ES 2.3.4 unresponsive during index recovery

We have a six-node ElasticSearch cluster, with a total of 6 nodes, 853 indexes, 5269 primary shards and 9bn documents in around 6.3TB of data.

After a node restart, the index recovery process takes around 15-30 minutes (depending on indexing load). However, what we are finding now is that for around 5-10 minutes during the rebuild process, ElasticSearch essentially becomes unusable.

For example, this is the Kibana data for one of our LogStash indexes for the most recent period. Note that during the actual period, Kibana was unusable.

Any index-based API request either times out, or returns a 503 error. Tailling the ElasticSearch log file of the hosts does not show anything (i.e. no new log entries during the problematic period). Parsing /_recovery I can see that there were 261 shards recovered during the most recent period.

I have attempted experiment with indices.recovery settings to either try and speed up the recovery, or slow it down to reduce system load, but the only thing that seems to achieve is enlarging or reducing the "hole" created by ElasticSearch being unresponsive.

System stats show nothing interesting. No CPU load, no excessive IOPS, no excessive network utilisation, nothing out of the ordinary at all.

I can't tell you if this is something related to 2.3 specifically or not. We did do a rolling upgrade from 2.1.1 to 2.3.4 two weeks ago, however we were not monitoring for this issue prior to the upgrade (so it may have been happening, or it may not, and tracking down a period of 10 minutes with no documents at a random time in the past is problematic).

In the next few weeks we intend on throwing a new indexing role to ElasticSearch which will insert around 1.5bn-2bn documents per week (two orders of magnitude more than we are indexing currently), and this will exacerbate that task.

Is anyone aware of this kind of behaviour from ElasticSearch? Is there anything I should specifically look at tuning, or some more logs I can dig out?
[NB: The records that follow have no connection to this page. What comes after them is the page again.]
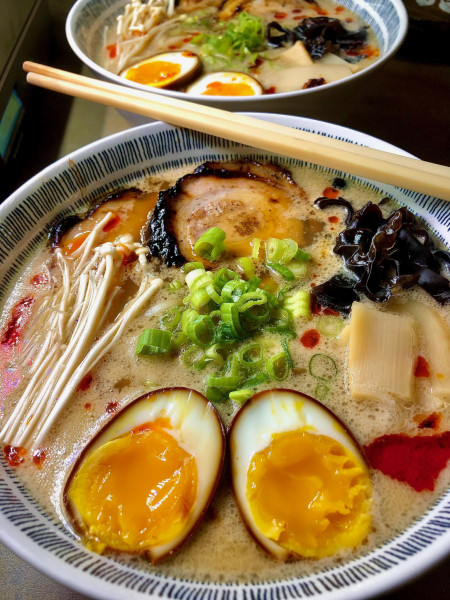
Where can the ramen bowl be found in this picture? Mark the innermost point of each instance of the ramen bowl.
(87, 20)
(31, 529)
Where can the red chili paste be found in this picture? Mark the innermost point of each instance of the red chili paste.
(331, 193)
(431, 422)
(19, 316)
(112, 50)
(415, 460)
(310, 338)
(85, 383)
(38, 457)
(112, 223)
(39, 279)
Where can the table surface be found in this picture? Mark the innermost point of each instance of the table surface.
(407, 104)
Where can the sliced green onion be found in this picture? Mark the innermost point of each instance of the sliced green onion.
(299, 304)
(298, 268)
(198, 279)
(230, 316)
(201, 330)
(225, 334)
(241, 396)
(302, 255)
(285, 273)
(200, 298)
(256, 380)
(322, 367)
(194, 358)
(274, 250)
(250, 299)
(233, 289)
(171, 318)
(251, 355)
(216, 353)
(174, 286)
(178, 339)
(188, 267)
(330, 325)
(253, 284)
(223, 276)
(277, 367)
(214, 394)
(233, 367)
(212, 293)
(153, 341)
(288, 353)
(225, 382)
(290, 248)
(256, 245)
(247, 266)
(211, 244)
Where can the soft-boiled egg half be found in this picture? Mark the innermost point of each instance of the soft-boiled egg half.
(299, 479)
(145, 480)
(167, 70)
(225, 83)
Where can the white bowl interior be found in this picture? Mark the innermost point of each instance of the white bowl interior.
(30, 531)
(88, 18)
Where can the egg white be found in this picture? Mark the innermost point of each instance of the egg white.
(199, 86)
(268, 413)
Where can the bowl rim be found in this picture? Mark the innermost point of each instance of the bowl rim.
(74, 577)
(264, 98)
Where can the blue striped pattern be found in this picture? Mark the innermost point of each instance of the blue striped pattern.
(93, 15)
(24, 222)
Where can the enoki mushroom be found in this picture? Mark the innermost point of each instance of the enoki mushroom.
(66, 340)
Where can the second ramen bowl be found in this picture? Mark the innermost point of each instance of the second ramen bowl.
(85, 29)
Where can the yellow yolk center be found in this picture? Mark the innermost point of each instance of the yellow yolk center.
(309, 494)
(135, 492)
(157, 73)
(217, 88)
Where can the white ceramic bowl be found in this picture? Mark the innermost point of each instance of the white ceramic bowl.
(88, 18)
(30, 531)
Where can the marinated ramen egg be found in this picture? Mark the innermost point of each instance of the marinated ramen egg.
(145, 480)
(225, 83)
(299, 479)
(171, 69)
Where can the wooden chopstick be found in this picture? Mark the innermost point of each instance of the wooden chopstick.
(409, 173)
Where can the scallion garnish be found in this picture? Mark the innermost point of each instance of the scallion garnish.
(153, 341)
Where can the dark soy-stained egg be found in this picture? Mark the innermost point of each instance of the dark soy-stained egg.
(299, 479)
(145, 480)
(171, 69)
(225, 83)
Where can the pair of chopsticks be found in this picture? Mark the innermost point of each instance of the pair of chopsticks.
(408, 173)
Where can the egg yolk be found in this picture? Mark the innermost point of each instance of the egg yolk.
(218, 88)
(157, 73)
(135, 492)
(309, 494)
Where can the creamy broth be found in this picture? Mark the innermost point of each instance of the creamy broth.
(216, 551)
(276, 65)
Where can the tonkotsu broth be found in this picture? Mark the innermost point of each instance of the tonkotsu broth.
(275, 72)
(216, 551)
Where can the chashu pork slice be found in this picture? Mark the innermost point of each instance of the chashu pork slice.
(246, 199)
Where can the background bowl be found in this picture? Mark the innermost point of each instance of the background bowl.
(30, 531)
(388, 18)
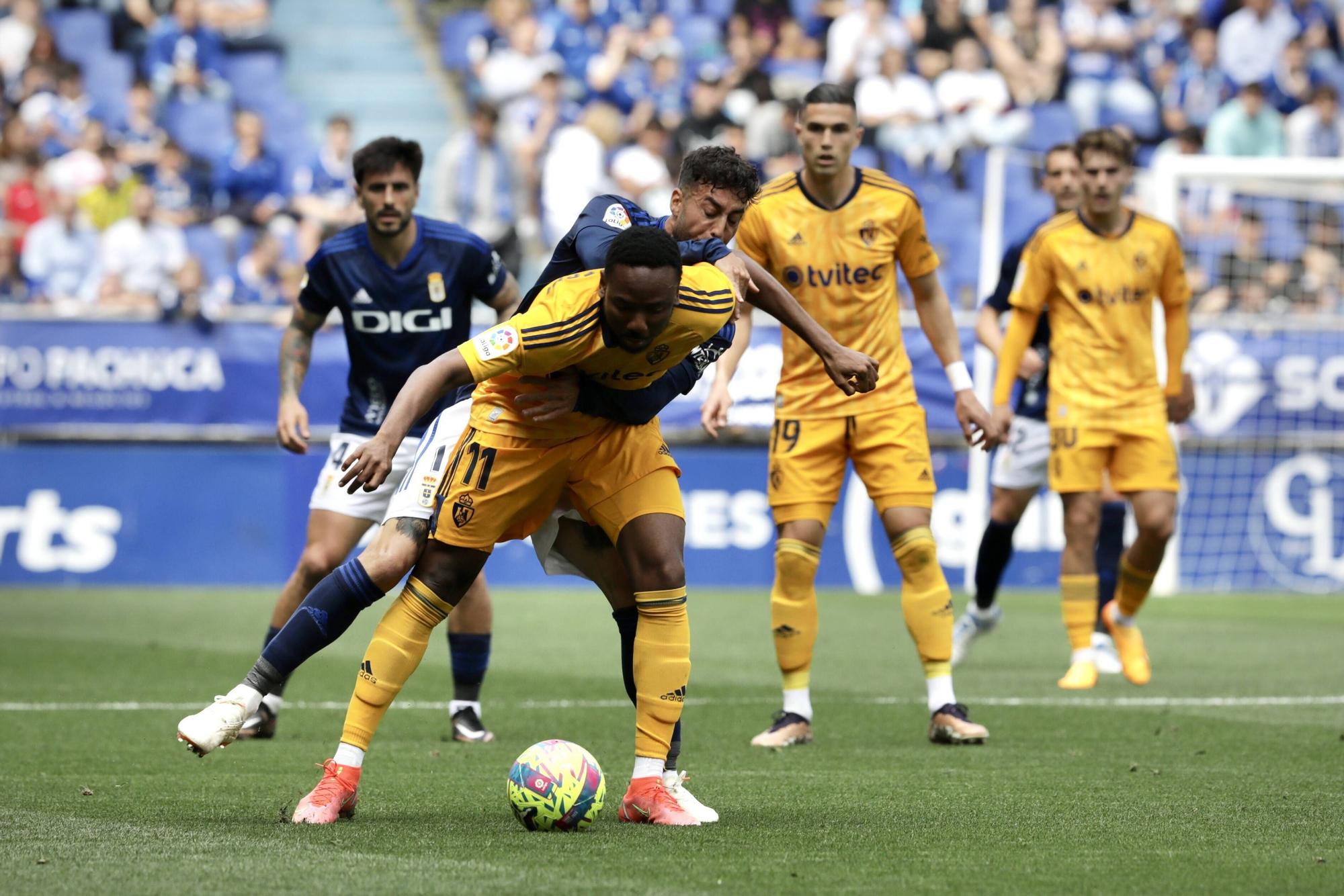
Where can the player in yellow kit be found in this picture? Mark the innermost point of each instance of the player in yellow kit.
(624, 327)
(1099, 269)
(834, 236)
What specs are your nodes?

That seems way too much, you should look at reducing this.

Thanks for your response. The six servers are identical, and are as follows:

CPU: 2x Xeon E5-2660 v2 (2.2Ghz, 10 core, 20 threads)
Memory: 192GB DDR-3 (1600MHz)
Data drives: 3x RAID-0 arrays consisting of 4x 4TB Western Digital Black (total of 48TB per server).
OS drives: RAID-1 array consisting of 2x 300Gb SAS disks
Network: 2x 10Gbps interfaces

As for the primary shards, the reason it's so high is that we have one primary shard for each host, and multiple daily indexes. We have two LogStash indexes broken by day, and soon we're going to have a third daily index that will dwarf the existing two in size - around 200-300 million documents per day.

Data is going back around 8 months (we lost a bunch of data going from 1.x to 2.x in January which we did not re-index, but we don't want to purge this data again if we can help it).
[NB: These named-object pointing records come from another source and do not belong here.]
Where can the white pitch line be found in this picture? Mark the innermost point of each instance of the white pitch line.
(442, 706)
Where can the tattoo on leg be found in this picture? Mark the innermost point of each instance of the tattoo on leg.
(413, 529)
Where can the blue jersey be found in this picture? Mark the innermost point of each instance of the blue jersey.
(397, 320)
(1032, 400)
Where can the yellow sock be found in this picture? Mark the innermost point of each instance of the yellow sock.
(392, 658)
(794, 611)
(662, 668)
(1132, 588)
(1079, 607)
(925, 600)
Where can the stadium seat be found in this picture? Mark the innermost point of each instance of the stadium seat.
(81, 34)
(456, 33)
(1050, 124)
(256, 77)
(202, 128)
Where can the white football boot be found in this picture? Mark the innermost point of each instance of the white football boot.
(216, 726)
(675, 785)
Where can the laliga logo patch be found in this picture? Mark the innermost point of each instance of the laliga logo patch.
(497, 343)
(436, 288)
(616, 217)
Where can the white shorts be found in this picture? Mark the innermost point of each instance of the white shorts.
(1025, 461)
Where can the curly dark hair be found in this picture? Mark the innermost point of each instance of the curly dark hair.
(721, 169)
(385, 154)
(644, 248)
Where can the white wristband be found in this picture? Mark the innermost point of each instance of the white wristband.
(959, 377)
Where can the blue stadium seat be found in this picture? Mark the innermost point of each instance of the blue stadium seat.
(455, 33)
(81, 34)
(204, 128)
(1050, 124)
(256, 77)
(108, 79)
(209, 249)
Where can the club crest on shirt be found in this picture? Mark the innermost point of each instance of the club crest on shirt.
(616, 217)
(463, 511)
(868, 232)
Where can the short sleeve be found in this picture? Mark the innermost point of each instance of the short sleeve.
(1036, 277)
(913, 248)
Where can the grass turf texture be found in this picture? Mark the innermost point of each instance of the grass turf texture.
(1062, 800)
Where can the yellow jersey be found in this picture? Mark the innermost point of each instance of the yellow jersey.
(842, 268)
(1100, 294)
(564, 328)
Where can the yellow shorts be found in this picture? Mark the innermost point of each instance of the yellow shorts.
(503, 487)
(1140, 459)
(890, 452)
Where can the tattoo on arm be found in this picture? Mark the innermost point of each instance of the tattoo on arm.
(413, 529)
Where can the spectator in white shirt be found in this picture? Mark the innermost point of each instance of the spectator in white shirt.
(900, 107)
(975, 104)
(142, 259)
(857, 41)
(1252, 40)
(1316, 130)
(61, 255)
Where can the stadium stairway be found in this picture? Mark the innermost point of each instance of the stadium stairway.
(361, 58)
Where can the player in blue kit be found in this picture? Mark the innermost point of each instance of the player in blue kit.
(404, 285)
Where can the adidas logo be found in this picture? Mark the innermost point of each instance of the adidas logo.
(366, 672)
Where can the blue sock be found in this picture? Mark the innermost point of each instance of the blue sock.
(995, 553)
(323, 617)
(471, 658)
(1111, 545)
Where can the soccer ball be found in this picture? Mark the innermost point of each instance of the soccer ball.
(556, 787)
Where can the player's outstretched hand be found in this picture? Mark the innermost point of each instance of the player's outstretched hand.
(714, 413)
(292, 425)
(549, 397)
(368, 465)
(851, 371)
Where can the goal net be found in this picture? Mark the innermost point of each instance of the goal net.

Suggestions on how we should reduce our shard count are welcome, but ultimately all we would be doing is putting the same amount of data into fewer shards, which would reduce the shard count, but increase the size of each individual shard.
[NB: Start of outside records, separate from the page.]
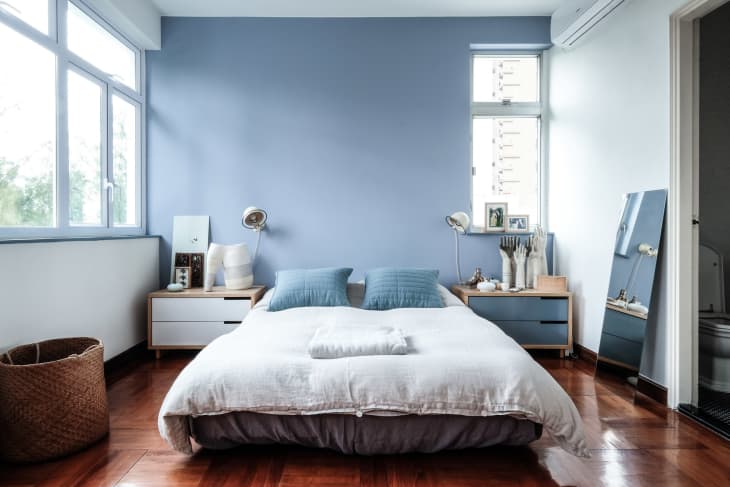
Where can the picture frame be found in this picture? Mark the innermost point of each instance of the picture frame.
(195, 261)
(183, 276)
(518, 223)
(495, 215)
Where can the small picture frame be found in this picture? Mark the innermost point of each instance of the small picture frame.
(518, 223)
(495, 215)
(195, 261)
(183, 276)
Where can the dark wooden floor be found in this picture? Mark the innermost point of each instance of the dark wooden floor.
(633, 441)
Can you offer some insight into how reducing the shard count might help us with this issue? I will certainly attempt this though - I'll perhaps try rolling up some of our older daily indexes into weekly indexes.

Shards take certain resources just to exist and be managed (and thus be recovered), so reducing shard count helps keep resource use under control.
Obviously the larger the shard the more it takes to recover, but having lots off small shards wastes resources.

Yep!